Recruitment to the Likert and conjoint interview elements of the consultation was at 180 locations across Great Britain by market research interviewers. Names for the postal elements (Likert, ranking, and conjoint analysis surveys) were selected from the North East Derbyshire electoral roll. Interviewees for the qualitative element were selected from respondents to the postal surveys.

Feedback

There was overwhelming agreement among consultees in both the postal and interview surveys that there should be some form of feedback. A very high percentage indicated strong disagreement with the option of no feedback being provided. The preference was for any clinical findings to be given directly to the individual, although feedback via their GP was also acceptable. Results from the ranking element of the study were similar, with the lowest rank given for the no feedback option by over 95% of the sample. These results were mirrored by the conjoint analysis, though less emphatically: the interview and the postal samples both wanted feedback. The interview sample had no preference about who received the information, while the postal sample showed a small preference for the individual receiving the feedback. The qualitative enquiry found virtual unanimity in the public´s wish for feedback, with a slight preference for feedback to go to the individual direct.

Consent

A small majority in the Likert interview sample preferred consent to be sought annually, although a substantial minority strongly agreed that consent need only be sought at the start of the project. The postal sample, in contrast, comprised a small majority in favour of a single consent. Similarly, in the conjoint element, a small majority of the interview sample preferred regular consent, while the postal sample did not show a preference. In common with the results of the postal Likert, the postal ranking and the qualitative samples preferred a single consent at the start of the study.

Withdrawal

Retention of both DNA and health information was the preferred option of the postal Likert sample, whose next most popular option was to destroy everything, rather than keeping a person´s health data and destroying the DNA. More people strongly agreed with the `destroy everything´ option in the Likert interview.

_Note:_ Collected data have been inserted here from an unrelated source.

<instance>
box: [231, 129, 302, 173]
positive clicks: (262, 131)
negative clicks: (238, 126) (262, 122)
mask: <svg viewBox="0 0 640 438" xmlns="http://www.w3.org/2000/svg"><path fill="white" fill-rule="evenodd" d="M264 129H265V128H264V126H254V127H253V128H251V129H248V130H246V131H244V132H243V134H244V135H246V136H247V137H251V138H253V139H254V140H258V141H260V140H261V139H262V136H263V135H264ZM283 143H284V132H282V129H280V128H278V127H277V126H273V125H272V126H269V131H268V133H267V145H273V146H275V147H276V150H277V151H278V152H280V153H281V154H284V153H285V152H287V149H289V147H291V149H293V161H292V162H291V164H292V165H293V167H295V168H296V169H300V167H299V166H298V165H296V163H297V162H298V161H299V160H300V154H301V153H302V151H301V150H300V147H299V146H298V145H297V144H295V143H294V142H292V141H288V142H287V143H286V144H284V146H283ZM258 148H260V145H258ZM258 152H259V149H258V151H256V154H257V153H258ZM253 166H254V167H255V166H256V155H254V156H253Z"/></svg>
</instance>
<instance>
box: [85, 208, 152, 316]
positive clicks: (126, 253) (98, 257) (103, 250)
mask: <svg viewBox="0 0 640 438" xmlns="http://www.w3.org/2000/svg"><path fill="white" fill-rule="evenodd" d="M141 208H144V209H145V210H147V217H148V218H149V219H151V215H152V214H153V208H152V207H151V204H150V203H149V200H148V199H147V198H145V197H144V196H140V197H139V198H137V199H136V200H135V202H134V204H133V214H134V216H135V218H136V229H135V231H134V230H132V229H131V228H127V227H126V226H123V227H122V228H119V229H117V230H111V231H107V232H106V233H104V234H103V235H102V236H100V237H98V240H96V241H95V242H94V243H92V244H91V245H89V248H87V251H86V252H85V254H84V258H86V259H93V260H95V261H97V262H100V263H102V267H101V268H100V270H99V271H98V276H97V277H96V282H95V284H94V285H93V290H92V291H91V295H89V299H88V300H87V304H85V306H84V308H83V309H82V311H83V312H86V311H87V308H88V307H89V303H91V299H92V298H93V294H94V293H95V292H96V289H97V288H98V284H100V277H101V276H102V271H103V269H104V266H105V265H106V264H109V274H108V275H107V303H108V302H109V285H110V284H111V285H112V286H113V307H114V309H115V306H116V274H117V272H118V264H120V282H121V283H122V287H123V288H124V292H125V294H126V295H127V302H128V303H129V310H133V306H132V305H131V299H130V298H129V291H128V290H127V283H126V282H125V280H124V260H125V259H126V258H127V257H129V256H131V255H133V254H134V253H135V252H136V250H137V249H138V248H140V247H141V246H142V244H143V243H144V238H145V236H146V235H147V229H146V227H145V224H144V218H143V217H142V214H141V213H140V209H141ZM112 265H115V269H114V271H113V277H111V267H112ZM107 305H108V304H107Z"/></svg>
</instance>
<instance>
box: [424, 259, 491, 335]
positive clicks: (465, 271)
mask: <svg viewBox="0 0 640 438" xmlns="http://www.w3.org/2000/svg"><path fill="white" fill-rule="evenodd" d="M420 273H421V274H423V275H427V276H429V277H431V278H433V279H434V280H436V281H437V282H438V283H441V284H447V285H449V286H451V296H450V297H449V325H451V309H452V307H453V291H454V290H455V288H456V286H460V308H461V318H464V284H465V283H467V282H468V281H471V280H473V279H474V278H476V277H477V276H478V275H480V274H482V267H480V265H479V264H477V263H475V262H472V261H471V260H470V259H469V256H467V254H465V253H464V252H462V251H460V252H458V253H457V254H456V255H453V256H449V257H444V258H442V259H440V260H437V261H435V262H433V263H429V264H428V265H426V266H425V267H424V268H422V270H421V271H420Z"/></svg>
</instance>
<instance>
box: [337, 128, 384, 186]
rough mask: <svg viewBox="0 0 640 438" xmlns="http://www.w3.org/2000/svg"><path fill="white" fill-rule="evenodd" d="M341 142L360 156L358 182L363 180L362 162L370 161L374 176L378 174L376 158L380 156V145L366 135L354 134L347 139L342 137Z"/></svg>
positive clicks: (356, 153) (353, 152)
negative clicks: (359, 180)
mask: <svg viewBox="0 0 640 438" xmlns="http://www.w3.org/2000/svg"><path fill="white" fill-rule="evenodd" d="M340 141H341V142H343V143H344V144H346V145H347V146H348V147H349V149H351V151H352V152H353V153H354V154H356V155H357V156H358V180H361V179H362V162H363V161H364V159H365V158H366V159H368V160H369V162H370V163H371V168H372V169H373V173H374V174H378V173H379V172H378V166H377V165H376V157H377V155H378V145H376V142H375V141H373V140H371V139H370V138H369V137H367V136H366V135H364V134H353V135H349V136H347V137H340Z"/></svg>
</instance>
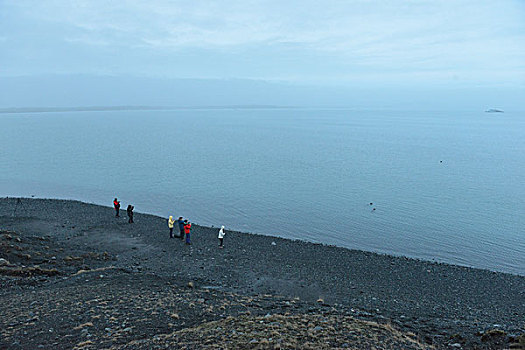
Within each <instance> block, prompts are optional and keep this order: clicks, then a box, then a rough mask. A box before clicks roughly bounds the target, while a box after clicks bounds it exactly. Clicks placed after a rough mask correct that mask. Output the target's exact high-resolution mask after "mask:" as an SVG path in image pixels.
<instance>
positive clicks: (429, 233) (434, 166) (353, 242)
mask: <svg viewBox="0 0 525 350" xmlns="http://www.w3.org/2000/svg"><path fill="white" fill-rule="evenodd" d="M0 118H1V121H2V128H1V129H0V147H1V150H2V151H1V152H0V162H1V164H2V170H3V171H2V172H1V173H0V195H2V196H6V195H9V196H14V195H17V196H20V195H23V196H28V195H31V194H34V195H36V196H38V197H61V198H74V199H81V200H84V201H88V202H95V203H99V204H105V205H108V206H109V205H111V200H112V199H113V198H114V197H115V196H118V197H119V198H121V199H122V203H123V204H124V207H125V206H126V203H129V202H131V203H133V204H134V205H135V207H136V210H137V211H139V212H140V211H142V212H150V213H155V214H159V215H163V216H167V215H168V214H174V215H176V216H179V215H183V216H186V217H189V218H190V219H192V220H193V221H195V222H198V223H201V224H206V225H215V226H219V225H222V224H224V225H226V226H228V227H230V228H232V229H238V230H242V231H249V232H258V233H264V234H270V235H279V236H283V237H288V238H297V239H305V240H309V241H315V242H323V243H327V244H335V245H340V246H344V247H348V248H356V249H364V250H371V251H377V252H383V253H389V254H396V255H407V256H411V257H418V258H422V259H428V260H432V259H435V260H438V261H444V262H450V263H457V264H462V265H467V266H475V267H481V268H489V269H493V270H500V271H507V272H511V273H517V274H521V275H525V262H524V261H525V259H524V256H525V238H524V229H523V227H524V223H525V220H524V219H523V217H524V215H523V205H522V200H523V198H525V183H524V181H523V180H522V174H523V173H524V170H525V139H524V138H523V137H522V136H523V135H524V134H525V121H524V120H525V119H523V115H522V114H519V115H518V114H513V113H505V115H498V116H497V117H495V116H493V115H487V114H486V113H483V111H480V112H479V113H472V112H470V113H457V112H454V113H452V112H427V113H425V112H400V111H354V110H313V109H283V110H279V109H272V110H264V109H259V110H257V109H253V110H187V111H183V110H174V111H109V112H108V111H101V112H77V113H72V112H62V113H42V114H36V113H35V114H31V113H28V114H4V115H1V116H0ZM370 203H373V204H372V205H370ZM374 209H375V210H374Z"/></svg>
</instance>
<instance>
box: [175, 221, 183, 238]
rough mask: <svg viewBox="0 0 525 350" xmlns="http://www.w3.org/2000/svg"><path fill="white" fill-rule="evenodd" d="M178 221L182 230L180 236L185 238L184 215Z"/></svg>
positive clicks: (179, 230) (180, 237) (179, 224)
mask: <svg viewBox="0 0 525 350" xmlns="http://www.w3.org/2000/svg"><path fill="white" fill-rule="evenodd" d="M177 222H178V223H179V231H180V236H179V238H180V239H181V240H183V239H184V220H183V219H182V216H179V220H177Z"/></svg>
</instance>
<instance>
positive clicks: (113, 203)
mask: <svg viewBox="0 0 525 350" xmlns="http://www.w3.org/2000/svg"><path fill="white" fill-rule="evenodd" d="M113 206H114V207H115V217H116V218H118V217H120V215H119V212H120V202H119V201H118V200H117V199H116V198H115V199H114V200H113Z"/></svg>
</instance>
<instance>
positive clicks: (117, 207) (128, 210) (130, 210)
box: [113, 198, 135, 224]
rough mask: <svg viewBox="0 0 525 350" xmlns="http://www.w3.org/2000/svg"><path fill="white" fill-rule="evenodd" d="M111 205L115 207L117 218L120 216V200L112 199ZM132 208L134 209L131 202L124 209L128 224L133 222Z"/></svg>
mask: <svg viewBox="0 0 525 350" xmlns="http://www.w3.org/2000/svg"><path fill="white" fill-rule="evenodd" d="M113 206H114V207H115V217H117V218H119V217H120V201H119V200H118V199H117V198H115V199H114V200H113ZM133 209H135V207H134V206H132V205H131V204H129V205H128V207H127V209H126V212H127V214H128V222H129V223H130V224H132V223H133Z"/></svg>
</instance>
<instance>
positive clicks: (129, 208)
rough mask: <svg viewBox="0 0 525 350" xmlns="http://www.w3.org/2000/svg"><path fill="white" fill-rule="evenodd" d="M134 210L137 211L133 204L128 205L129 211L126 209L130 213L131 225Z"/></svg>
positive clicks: (128, 215) (128, 209)
mask: <svg viewBox="0 0 525 350" xmlns="http://www.w3.org/2000/svg"><path fill="white" fill-rule="evenodd" d="M133 209H135V207H134V206H132V205H131V204H130V205H128V209H126V211H127V212H128V218H129V220H128V222H129V223H130V224H132V223H133Z"/></svg>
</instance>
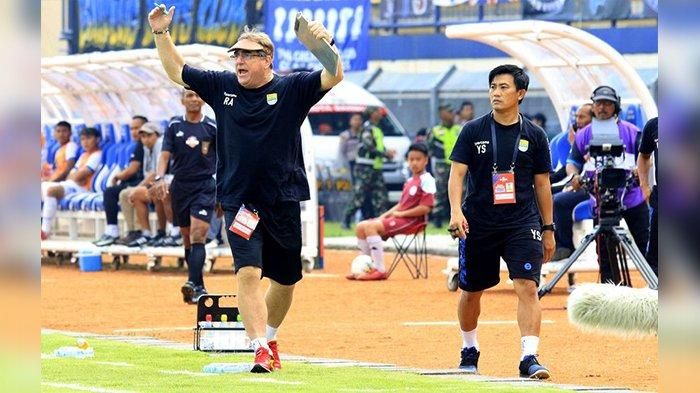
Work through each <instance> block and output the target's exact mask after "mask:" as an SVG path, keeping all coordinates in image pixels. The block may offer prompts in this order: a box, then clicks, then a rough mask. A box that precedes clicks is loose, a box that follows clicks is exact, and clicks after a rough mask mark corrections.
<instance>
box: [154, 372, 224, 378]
mask: <svg viewBox="0 0 700 393" xmlns="http://www.w3.org/2000/svg"><path fill="white" fill-rule="evenodd" d="M158 372H160V373H161V374H169V375H189V376H192V377H211V376H212V375H219V374H212V373H200V372H196V371H187V370H158Z"/></svg>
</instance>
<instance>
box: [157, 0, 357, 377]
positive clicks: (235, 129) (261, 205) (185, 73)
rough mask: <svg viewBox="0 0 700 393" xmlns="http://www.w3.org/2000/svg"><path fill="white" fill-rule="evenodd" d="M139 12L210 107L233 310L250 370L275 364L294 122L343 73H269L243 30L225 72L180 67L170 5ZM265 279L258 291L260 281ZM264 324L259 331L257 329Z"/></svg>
mask: <svg viewBox="0 0 700 393" xmlns="http://www.w3.org/2000/svg"><path fill="white" fill-rule="evenodd" d="M164 8H165V7H164V6H163V7H156V8H154V9H153V10H152V11H151V13H150V14H149V23H150V25H151V28H152V29H153V34H154V37H155V43H156V47H157V48H158V53H159V55H160V59H161V62H162V63H163V68H164V69H165V71H166V73H167V74H168V77H169V78H170V79H171V80H172V81H174V82H176V83H178V84H180V85H182V86H185V87H187V88H190V89H192V90H194V91H196V92H197V93H198V94H199V95H200V96H201V97H202V98H203V99H204V101H206V102H207V103H208V104H209V105H210V106H211V107H212V108H213V109H214V112H215V113H216V121H217V125H218V132H217V154H218V160H219V161H218V168H217V175H216V176H217V178H216V188H217V192H216V194H217V202H218V203H220V204H221V207H222V209H223V210H224V214H225V221H226V225H227V226H229V227H228V229H229V230H228V231H227V232H226V233H227V236H228V239H229V244H230V245H231V251H232V253H233V257H234V261H235V272H236V278H237V280H238V301H239V303H238V306H239V309H240V311H241V316H242V318H243V324H244V325H245V329H246V333H247V334H248V336H249V337H250V338H251V343H252V345H253V349H254V350H255V362H254V366H253V368H252V369H251V371H252V372H270V371H272V370H273V369H278V368H280V367H281V365H280V362H279V354H278V349H277V341H276V340H275V336H276V334H277V328H278V327H279V326H280V324H281V323H282V321H283V320H284V317H285V316H286V314H287V312H288V311H289V308H290V306H291V303H292V294H293V292H294V284H295V283H296V282H298V281H299V280H300V279H301V218H300V214H301V209H300V204H299V202H300V201H304V200H308V199H309V184H308V181H307V179H306V172H305V167H304V159H303V156H302V148H301V133H300V127H301V124H302V122H303V121H304V119H305V118H306V115H307V114H308V111H309V109H310V108H311V107H312V106H313V105H314V104H315V103H317V102H318V101H319V100H320V99H321V98H322V97H323V95H324V94H325V93H326V92H327V91H328V90H329V89H330V88H332V87H333V86H335V85H336V84H338V83H339V82H340V81H341V80H342V79H343V69H342V60H340V59H338V63H337V71H336V72H335V74H332V73H331V72H329V71H328V70H326V69H323V70H322V71H315V72H297V73H292V74H289V75H287V76H283V77H282V76H278V75H275V74H274V73H273V72H272V59H273V56H274V46H273V44H272V41H271V40H270V37H268V36H267V35H266V34H264V33H260V32H256V31H254V30H253V31H250V30H248V29H247V28H246V29H244V31H243V33H242V34H241V35H240V36H239V37H238V40H237V42H236V43H235V44H234V45H233V46H232V47H231V48H230V49H229V53H231V58H232V60H233V62H234V66H235V73H232V72H229V71H223V72H215V71H205V70H200V69H197V68H194V67H191V66H189V65H187V64H185V61H184V59H183V58H182V56H181V55H180V54H179V53H178V52H177V49H176V48H175V45H174V44H173V41H172V39H171V38H170V35H169V33H168V27H169V26H170V22H171V21H172V18H173V14H174V11H175V7H171V8H170V9H168V10H167V12H166V11H165V9H164ZM309 31H310V33H311V34H312V35H313V36H314V37H315V38H316V39H317V40H326V41H327V42H328V43H330V45H331V46H332V45H333V42H334V41H333V39H332V37H331V36H330V34H329V33H328V31H326V29H325V28H324V27H323V25H322V24H321V23H318V22H316V21H312V22H309ZM262 276H265V277H268V278H269V279H270V282H271V285H270V287H269V289H268V291H267V295H266V296H263V295H262V284H261V281H260V279H261V277H262ZM266 322H267V327H266V326H265V324H266Z"/></svg>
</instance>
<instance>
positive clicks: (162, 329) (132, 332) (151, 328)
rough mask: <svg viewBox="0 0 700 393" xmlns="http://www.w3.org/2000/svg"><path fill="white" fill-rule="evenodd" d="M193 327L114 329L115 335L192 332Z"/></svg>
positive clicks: (133, 328)
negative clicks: (125, 334) (164, 332)
mask: <svg viewBox="0 0 700 393" xmlns="http://www.w3.org/2000/svg"><path fill="white" fill-rule="evenodd" d="M192 329H194V327H193V326H189V327H184V326H174V327H157V328H129V329H114V330H112V332H113V333H139V332H178V331H192Z"/></svg>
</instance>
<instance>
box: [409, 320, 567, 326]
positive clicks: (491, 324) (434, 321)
mask: <svg viewBox="0 0 700 393" xmlns="http://www.w3.org/2000/svg"><path fill="white" fill-rule="evenodd" d="M542 323H543V324H547V325H549V324H553V323H554V321H552V320H551V319H544V320H542ZM517 324H518V321H515V320H510V321H479V325H517ZM402 325H403V326H409V327H417V326H457V325H459V322H458V321H416V322H404V323H402Z"/></svg>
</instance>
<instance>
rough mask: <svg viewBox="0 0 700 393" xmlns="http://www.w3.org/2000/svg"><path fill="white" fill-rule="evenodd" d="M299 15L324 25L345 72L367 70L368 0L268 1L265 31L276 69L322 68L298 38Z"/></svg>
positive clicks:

The results of the postal ranking again agreed with the postal Likert, but a larger majority strongly agreed that both DNA and information should be kept. Almost eighty per cent of the ranking sample were against destroying either the DNA or health information which had already been collected, which was the least favoured option. The postal conjoint analysis sample also preferred not to have everything destroyed, but the interview conjoint sample had no preference on this issue. The qualitative sample tended to see a need to destroy everything if people felt strongly, while regretting the waste of destroying data and DNA already collected.

Access

The favoured options regarding who should have access to the database tended to be NHS and university researchers, with insurance companies as a group to whom access should be denied. However, in the interview Likert sample the police were second favourite, whereas pharmaceutical and biotech companies were ranked second after the NHS and universities in the postal sample. Over 80 per cent of the postal ranking sample gave 1st rank to the NHS and universities, and 4th (bottom) rank to insurance companies.

Participation

The greatest proportion of respondents (24%) in the Likert and conjoint interview samples would definitely not be interested in taking part in UK Biobank compared with 20 per cent who were unsure and 19 per cent who definitely would be interested. These percentages vary from the postal Likert sample of whom only 6 per cent definitely would not be interested, 20 per cent who were unsure, and 25 per cent who definitely would be interested. All except one respondent in the qualitative sample in the 45 to 65 age group expressed eagerness to be a part of the UK Biobank study.